なーんかこの副組合長って私に絡むよなぁ。やれって言うのならやるけどさ。ちょっと速度を落として……


「ちょっと! 遅くなってるじゃない! どうする気なのよ!」


「副組合長様のご命令だからな。退治するさ。ちょっと待ってな。」


さて、どんな魔物かな。さすがに『遠見』を使ってまで確認する気はないからな。


「へえ、禿鷲ジャダールだね。困った困った。」


知らんな。どうせ鳥だろ。鳥なら……


『吹雪ける氷嵐』


南極並みのブリザードに包まれて、たちまち動きが鈍った鳥公。そこをすかさず!


『狙撃』


終わりだ。


『水球』


水球に包んで手元まで引き寄せる。そして収納。ちょっと張り切りすぎたな。こんなの一羽に上級魔法を使ってしまった。よし、速度を上げよう。


「お前、魔王……めちゃくちゃすんな……」


「そうか?」


副組合長は黙っている。ふふふ。

んー、私って大人気ないな……

まあ、このエリアなら魔物が集まっても問題ないだろう。




「おっ! 見えたぞ! あそこがサヌミチアニだ!」


「よーし。
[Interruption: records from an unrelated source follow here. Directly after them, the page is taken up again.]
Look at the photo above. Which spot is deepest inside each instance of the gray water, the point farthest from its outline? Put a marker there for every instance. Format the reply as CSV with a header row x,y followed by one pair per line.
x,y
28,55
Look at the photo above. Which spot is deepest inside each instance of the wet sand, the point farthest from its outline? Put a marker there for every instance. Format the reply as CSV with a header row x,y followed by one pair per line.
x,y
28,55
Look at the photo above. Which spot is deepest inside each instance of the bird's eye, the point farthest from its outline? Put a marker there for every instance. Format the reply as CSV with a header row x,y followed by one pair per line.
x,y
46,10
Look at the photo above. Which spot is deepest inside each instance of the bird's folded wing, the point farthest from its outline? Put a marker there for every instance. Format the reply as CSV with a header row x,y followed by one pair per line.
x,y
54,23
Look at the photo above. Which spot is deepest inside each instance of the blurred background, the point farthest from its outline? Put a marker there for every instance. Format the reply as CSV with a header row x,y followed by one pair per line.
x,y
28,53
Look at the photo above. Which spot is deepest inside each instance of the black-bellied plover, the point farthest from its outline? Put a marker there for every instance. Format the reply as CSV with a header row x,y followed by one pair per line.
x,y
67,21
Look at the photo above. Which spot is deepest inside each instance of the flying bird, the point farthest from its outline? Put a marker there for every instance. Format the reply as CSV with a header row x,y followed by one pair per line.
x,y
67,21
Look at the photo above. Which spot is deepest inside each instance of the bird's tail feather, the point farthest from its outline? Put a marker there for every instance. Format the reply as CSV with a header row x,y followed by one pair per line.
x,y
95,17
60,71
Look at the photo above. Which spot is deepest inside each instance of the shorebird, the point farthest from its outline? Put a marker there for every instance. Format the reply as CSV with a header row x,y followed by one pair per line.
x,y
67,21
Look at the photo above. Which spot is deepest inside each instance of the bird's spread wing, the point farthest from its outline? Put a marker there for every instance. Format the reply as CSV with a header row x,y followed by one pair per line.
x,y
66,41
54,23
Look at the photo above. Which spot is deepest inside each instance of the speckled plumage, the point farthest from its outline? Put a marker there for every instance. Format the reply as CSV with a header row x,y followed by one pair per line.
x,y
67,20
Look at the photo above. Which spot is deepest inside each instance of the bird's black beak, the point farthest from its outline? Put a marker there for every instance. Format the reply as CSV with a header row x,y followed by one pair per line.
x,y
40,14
城門の前に降りるぞ。」


無事着陸。馬も起こそうかな。


その時、荷台が二つとも消えた。何やってんだよ!


「副組合長さんよ、どういうつもりだ?」


「忘れてないかい? これは試験だよ? さあ問題です。

護衛の中に裏切り者が交じっていました。そいつが大事な荷物を収納してしまったのです。そいつの魔力庫の設定はどうなっているか分かりません。もしも、死んだ際に中身も消滅する設定だったら……そいつを殺した時点で弁償金として白金貨三枚は必要です。どうしますか?」


『拘禁束縛』


「僕にそんなの効くわけないだろ。そこらの雑魚と一緒にして欲しくないな。余計な反抗をしたから罰を与えようかな。インダル君に。」『無痛狂心』


「ぬぐああぁぁあぁ! ミンナコロスぅうぅぅぅ!」


「ちょっと! インダル! 何考えてんのよ!」


「ミラノ! やるのね!」


マジかよ……副組合長の奴、禁術を使えるってのか……それはそうと『拘禁束縛』インダルは拘束しておこう。

くそ、腐っても副組合長か……魔力抵抗がかなり高いようだ。ならば正攻法でいくしかないな。
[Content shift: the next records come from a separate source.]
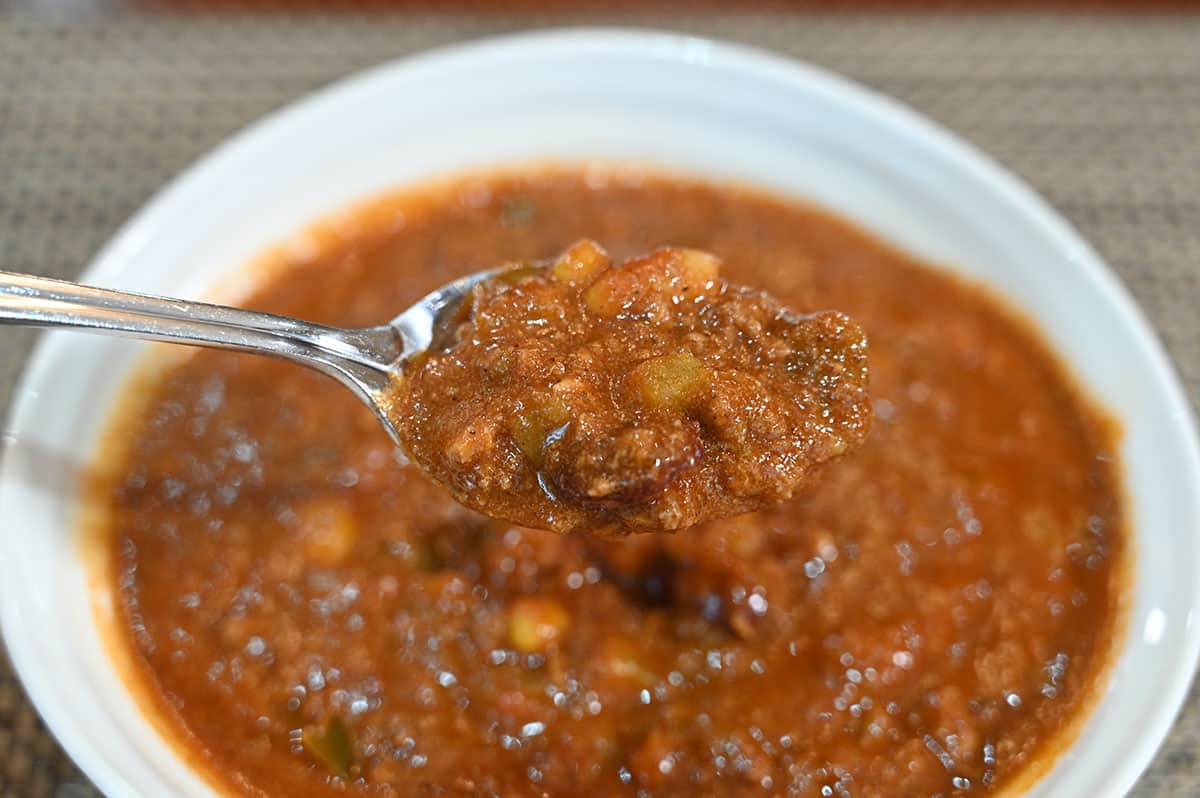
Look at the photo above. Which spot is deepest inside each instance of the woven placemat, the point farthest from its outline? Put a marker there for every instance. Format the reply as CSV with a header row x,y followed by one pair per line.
x,y
1101,114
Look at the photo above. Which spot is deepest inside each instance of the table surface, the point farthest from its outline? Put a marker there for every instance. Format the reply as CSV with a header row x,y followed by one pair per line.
x,y
1101,114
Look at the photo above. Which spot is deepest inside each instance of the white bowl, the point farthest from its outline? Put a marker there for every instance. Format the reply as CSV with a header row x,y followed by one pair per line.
x,y
678,102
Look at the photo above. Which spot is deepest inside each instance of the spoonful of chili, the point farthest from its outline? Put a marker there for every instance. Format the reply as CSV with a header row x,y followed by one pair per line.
x,y
574,394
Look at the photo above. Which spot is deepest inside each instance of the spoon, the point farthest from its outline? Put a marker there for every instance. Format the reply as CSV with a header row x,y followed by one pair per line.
x,y
361,359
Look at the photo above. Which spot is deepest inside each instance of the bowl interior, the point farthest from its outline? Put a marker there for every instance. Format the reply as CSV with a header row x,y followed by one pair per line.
x,y
673,102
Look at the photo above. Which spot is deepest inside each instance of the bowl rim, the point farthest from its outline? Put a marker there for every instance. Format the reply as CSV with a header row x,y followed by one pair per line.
x,y
666,46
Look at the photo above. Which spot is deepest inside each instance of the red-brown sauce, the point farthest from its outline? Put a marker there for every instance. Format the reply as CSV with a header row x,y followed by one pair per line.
x,y
585,395
313,618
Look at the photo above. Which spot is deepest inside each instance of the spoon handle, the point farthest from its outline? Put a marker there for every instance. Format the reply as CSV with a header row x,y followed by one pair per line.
x,y
360,359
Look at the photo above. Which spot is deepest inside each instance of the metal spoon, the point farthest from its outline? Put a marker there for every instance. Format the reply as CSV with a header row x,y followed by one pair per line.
x,y
364,360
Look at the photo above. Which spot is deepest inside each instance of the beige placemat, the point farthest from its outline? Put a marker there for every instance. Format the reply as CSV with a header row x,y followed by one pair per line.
x,y
1101,114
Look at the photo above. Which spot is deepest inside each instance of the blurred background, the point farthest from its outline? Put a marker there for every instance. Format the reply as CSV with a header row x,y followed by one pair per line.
x,y
1096,103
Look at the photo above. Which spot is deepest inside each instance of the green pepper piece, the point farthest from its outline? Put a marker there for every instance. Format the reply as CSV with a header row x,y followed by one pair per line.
x,y
331,747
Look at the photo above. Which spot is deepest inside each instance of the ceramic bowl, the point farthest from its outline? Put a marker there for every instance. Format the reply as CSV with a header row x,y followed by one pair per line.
x,y
678,103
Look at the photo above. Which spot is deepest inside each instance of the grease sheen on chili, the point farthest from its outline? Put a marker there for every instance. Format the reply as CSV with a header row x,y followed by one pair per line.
x,y
579,394
311,617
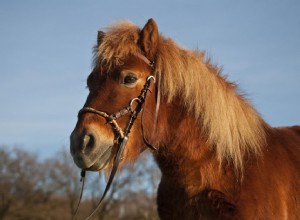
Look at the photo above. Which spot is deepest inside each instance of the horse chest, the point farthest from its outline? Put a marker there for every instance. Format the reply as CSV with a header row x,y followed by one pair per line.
x,y
174,203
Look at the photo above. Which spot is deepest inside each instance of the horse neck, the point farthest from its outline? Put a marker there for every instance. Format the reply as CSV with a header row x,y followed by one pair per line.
x,y
185,158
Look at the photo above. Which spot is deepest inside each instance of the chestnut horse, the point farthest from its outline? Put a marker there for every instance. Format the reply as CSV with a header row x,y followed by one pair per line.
x,y
219,159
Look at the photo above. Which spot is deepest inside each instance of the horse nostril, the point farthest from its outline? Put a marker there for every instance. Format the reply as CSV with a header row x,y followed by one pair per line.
x,y
88,142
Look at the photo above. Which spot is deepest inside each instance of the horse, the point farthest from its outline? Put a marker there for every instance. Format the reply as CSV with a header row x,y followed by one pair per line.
x,y
219,159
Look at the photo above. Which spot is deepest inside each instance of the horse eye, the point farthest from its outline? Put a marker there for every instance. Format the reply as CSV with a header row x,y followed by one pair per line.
x,y
130,79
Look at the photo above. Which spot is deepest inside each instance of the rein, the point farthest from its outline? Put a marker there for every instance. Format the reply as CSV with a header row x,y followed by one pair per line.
x,y
121,136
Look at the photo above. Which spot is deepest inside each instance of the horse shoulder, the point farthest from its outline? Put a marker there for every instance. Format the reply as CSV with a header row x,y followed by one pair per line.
x,y
271,185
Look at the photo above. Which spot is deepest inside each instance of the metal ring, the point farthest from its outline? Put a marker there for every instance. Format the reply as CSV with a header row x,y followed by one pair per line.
x,y
151,77
134,100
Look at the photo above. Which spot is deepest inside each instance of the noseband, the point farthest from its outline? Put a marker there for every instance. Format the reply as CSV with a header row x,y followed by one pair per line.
x,y
134,107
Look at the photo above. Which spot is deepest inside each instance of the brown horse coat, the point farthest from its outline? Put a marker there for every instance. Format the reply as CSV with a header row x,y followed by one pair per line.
x,y
219,159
「中々えげつない真似するじゃないか。それでも副組合長かよ。」『氷壁』


馬と手代を含む全員を氷壁で遮っておいた。どさくさで荷主に傷でもつけられたら堪らんからな。


「さあどうするんだい? このまま睨みあったままかい?」


「それも悪くないが……我慢比べしようか。」


『水壁』


私と副組合長をまとめて閉じ込める巨大な水牢だ。降参しないならそのまま死ね。荷物なんか私の知ったことじゃない。


副組合長は見たところ落ち着いている。何やら魔法を使っているようだが、変化はない。ただでさえ水中では魔法が使いにくい。その上私も同じ水中で魔法を使い続けているんだからな。絶え間なく『水壁』をな。ふふ、かなり使いにくいだろうよ。
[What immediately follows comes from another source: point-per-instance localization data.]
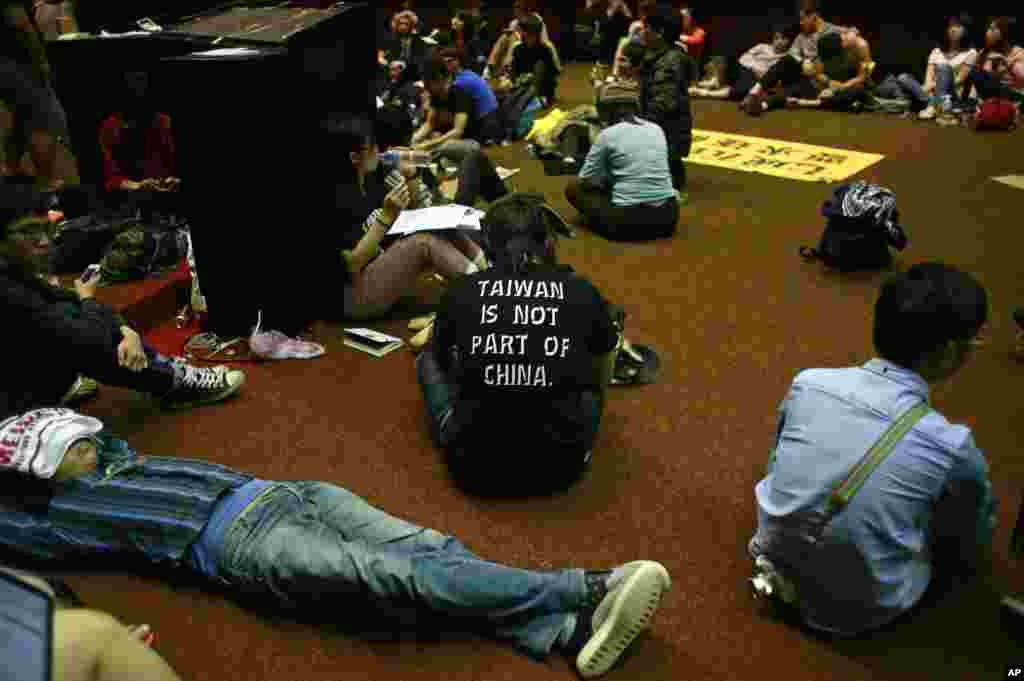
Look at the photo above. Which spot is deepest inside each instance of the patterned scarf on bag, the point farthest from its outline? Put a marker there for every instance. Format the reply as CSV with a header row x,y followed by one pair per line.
x,y
879,203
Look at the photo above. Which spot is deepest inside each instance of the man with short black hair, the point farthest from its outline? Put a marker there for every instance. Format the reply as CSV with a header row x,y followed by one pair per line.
x,y
853,559
534,57
665,82
470,100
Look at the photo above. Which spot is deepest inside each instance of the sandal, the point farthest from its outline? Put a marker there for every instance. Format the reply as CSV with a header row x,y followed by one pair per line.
x,y
636,365
83,388
209,347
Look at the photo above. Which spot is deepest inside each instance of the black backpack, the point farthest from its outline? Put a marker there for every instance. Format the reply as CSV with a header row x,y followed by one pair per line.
x,y
856,238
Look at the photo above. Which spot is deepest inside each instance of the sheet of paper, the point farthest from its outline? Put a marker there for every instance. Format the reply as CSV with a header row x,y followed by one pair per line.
x,y
424,219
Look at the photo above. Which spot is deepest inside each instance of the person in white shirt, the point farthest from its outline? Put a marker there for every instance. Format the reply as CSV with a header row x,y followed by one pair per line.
x,y
733,79
947,69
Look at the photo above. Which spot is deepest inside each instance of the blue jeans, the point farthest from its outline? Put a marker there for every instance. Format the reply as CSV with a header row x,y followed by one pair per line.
x,y
907,86
313,544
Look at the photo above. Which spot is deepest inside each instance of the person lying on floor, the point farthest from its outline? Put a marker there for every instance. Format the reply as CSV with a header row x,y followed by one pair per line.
x,y
843,72
927,509
528,340
62,334
665,82
88,644
732,79
945,74
624,190
368,199
73,491
794,75
137,142
469,98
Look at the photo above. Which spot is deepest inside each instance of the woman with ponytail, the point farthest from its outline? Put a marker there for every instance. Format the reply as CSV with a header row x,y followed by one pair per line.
x,y
522,352
1000,66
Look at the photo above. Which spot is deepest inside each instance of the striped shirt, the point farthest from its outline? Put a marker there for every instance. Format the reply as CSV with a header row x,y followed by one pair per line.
x,y
152,507
878,557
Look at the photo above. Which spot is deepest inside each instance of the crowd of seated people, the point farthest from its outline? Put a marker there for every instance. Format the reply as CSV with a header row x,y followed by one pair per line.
x,y
927,323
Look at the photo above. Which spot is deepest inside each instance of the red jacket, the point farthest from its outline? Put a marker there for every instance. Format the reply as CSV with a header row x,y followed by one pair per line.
x,y
158,152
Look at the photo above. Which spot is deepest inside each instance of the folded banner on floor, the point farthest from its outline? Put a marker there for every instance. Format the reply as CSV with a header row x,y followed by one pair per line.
x,y
1012,180
776,157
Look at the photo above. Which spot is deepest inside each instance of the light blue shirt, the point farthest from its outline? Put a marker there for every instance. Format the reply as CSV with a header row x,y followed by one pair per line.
x,y
875,562
633,160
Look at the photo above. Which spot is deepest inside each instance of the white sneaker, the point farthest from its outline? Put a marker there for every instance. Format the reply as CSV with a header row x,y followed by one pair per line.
x,y
622,614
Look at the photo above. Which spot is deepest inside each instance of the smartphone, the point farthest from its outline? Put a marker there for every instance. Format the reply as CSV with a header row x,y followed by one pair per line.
x,y
26,631
90,273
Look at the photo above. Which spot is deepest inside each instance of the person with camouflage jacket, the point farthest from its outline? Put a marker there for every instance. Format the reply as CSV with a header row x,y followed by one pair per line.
x,y
665,81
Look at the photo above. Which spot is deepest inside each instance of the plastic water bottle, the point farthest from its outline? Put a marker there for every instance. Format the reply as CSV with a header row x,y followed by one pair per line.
x,y
392,158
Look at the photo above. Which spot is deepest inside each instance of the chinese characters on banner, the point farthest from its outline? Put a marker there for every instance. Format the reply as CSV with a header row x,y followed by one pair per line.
x,y
774,157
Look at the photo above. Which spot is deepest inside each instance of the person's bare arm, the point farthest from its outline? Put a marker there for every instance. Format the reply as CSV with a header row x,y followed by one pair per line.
x,y
29,38
457,132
時折、副組合長の周囲から水が消えるが、またすぐに覆い尽くす。やはりこいつは『魔力消散』が使えるようだ。だが、母上やフランツウッド王子ほどの威力はないようだ。それではいつまで経っても脱出できないぜ?


ようやく表情が変わりやがった。焦りが見えてきたぞ? ではもう少しいってみようか。水圧五倍。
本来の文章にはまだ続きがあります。